RAC: Recovery Audit Contractor
Despite what I believe is poor inter-rater reliability among coding auditors, we need to work diligently to comply with coding guidelines. A 2003 Federal law mandated a program of Recovery Audit Contractors, or RAC for short, to find cases of “up-coding” or other overbilling and require the provider to repay any resulting loss.
A number of companies are in the business of conducting RAC audits (one of them, CGI, is the Canadian company blamed for the failed “Obamacare” exchange websites), and there is a reasonable chance one of these companies has reviewed some of your charges—or those of your hospitalist colleagues.

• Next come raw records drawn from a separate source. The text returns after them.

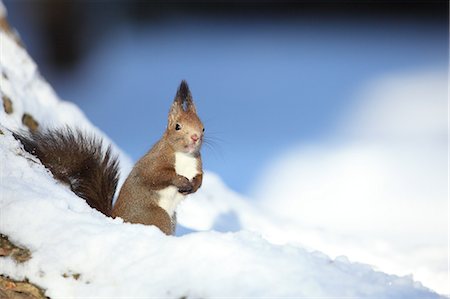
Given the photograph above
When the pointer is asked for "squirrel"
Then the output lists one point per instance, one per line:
(158, 182)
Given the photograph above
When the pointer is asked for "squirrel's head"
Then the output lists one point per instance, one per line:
(184, 129)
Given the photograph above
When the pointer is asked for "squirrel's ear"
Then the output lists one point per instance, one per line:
(184, 97)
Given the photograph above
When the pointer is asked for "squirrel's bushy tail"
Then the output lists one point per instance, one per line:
(78, 160)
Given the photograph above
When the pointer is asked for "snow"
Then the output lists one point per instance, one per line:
(78, 252)
(380, 189)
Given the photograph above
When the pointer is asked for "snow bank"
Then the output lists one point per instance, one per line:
(78, 252)
(109, 258)
(378, 193)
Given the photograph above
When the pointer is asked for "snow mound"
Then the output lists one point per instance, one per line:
(78, 252)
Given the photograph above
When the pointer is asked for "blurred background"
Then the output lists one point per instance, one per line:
(329, 119)
(265, 77)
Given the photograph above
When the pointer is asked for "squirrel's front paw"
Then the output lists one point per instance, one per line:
(184, 185)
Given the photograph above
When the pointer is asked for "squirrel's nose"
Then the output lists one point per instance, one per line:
(194, 137)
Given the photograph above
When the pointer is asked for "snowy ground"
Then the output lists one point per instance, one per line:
(115, 259)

The RAC auditors review information about your charges, and if they determine that you up-coded or overbilled, they send a “demand letter” summarizing their findings, along with the amount of money they have determined you should pay back. (Theoretically, they could notify you of “under-coding,” so that you can be paid more for past work, but I haven’t yet come across an example of that.)
It is common to appeal the RAC findings, but that can be a long process, and many organizations decide to pay back all the money requested by the RAC as quickly as possible to avoid paying interest on a delayed payment if the appeal is unsuccessful. In the case of a successful appeal, the money previously refunded by the doctor would be returned.
Page 338 of the CMS Fiscal Year 2015 “Justification of Estimates for Appropriations Committees” says that “…about 50 percent of the estimated 43,000 appeals [of adverse RAC audit findings] were fully or partially overturned…” This could mean the RACs are a sort of loose cannon, accusing many providers of overbilling while knowing that some won’t bother to appeal because they don’t understand the process or because the dollar amount involved for a single provider is too small to justify the time and expense of conducting the appeal. In this way, a RAC audit is like the $15 rebate on the last electronic gadget you bought. The seller knows that many people, including me, will fail to do the work required to claim the rebate.